I even dig the EMGs in it...admittedly, I like EMGs...I really don't like the 81/60 combo in mahogany guitar with a maple top like a LP as the top end always seems too shrill, but this is a gigantic chunk of mahogany and it's dark as ...., so that helps to tame the top end down a lot. I find myself playing a lot of different stuff on it...it cleans up surprisingly well for what it is, and bluesy stuff is no trick on it.

When I bought the first one, I too thought it was a lot of cash...I had an 07 Eclipse at the time as well and compared them extensively. I thought the Jazz sounded better but the ESP slightly eclipsedlolit in terms of build quality. If you're going to leave em stock I'd say get the Jazz....if you're going to be doing some pup swapping and can throw a decent set of pups in the ESP, then I'd go the MIJ route....just built a little bit better.

For all of that, the Jazz looks WAY cooler though. That big black body, the EMGs floating there, the hardtail bridge, REALLY comfortable to play standing or sitting and recording...that giant 70s headstock that looks so badass....locking tuners, too.

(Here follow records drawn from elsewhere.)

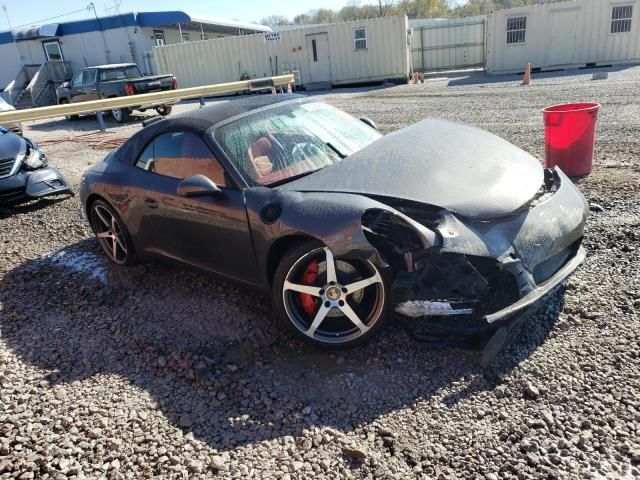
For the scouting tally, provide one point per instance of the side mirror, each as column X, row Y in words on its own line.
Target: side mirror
column 198, row 186
column 369, row 122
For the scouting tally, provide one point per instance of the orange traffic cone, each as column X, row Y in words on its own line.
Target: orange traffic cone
column 527, row 75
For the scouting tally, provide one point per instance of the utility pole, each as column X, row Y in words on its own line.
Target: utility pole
column 104, row 39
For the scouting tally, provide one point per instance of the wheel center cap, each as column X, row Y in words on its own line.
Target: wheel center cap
column 333, row 293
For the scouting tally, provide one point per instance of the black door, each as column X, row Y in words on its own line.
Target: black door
column 210, row 233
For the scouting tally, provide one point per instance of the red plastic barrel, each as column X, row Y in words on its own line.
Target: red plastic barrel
column 570, row 135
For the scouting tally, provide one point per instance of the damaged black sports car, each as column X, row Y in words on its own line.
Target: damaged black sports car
column 343, row 226
column 24, row 173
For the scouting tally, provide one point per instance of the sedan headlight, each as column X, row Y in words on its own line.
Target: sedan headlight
column 35, row 159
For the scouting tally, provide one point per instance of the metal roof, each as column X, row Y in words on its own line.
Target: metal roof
column 43, row 31
column 141, row 19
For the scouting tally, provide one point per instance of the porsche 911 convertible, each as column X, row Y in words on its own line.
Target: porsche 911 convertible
column 343, row 226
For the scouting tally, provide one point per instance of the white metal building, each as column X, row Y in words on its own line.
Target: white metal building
column 59, row 49
column 563, row 35
column 340, row 53
column 443, row 43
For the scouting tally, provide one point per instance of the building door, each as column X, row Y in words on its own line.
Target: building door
column 562, row 38
column 318, row 57
column 53, row 51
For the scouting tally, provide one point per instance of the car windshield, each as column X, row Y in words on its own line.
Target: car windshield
column 120, row 73
column 286, row 142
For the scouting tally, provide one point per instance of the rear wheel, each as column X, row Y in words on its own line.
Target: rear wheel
column 164, row 110
column 69, row 118
column 111, row 233
column 121, row 115
column 329, row 302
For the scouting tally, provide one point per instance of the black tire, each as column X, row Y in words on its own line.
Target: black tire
column 121, row 115
column 124, row 252
column 69, row 118
column 164, row 110
column 335, row 329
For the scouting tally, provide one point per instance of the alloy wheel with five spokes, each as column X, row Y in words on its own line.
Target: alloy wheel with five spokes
column 110, row 233
column 345, row 302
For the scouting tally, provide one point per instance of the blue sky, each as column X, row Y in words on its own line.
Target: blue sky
column 29, row 11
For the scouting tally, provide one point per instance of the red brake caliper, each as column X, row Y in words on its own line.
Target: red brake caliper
column 309, row 277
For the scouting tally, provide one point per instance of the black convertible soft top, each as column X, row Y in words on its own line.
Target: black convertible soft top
column 199, row 120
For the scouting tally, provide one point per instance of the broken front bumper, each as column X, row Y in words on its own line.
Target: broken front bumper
column 541, row 290
column 491, row 270
column 26, row 185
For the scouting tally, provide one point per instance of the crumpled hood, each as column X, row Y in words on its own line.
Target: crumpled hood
column 462, row 168
column 11, row 145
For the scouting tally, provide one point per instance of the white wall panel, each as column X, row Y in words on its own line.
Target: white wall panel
column 227, row 59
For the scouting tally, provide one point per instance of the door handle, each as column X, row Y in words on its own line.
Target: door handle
column 150, row 202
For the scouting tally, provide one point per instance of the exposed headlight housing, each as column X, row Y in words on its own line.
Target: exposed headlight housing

It's a great guitar and sounds burly as hell.....plus, not everybody has one. As far as I know, there's like 3 on this forum....JD has one, I have one, and the dude I traded my first one to is on here as well. I've never met anybody that has one and never seen one in the wild here. Everybody that sees it falls in love with it and then they play it and offer to buy it. Bottom line is after all that long windedness, yeah, I think it's worth the $. 

Simple, brutal, easy to play and looks dope. 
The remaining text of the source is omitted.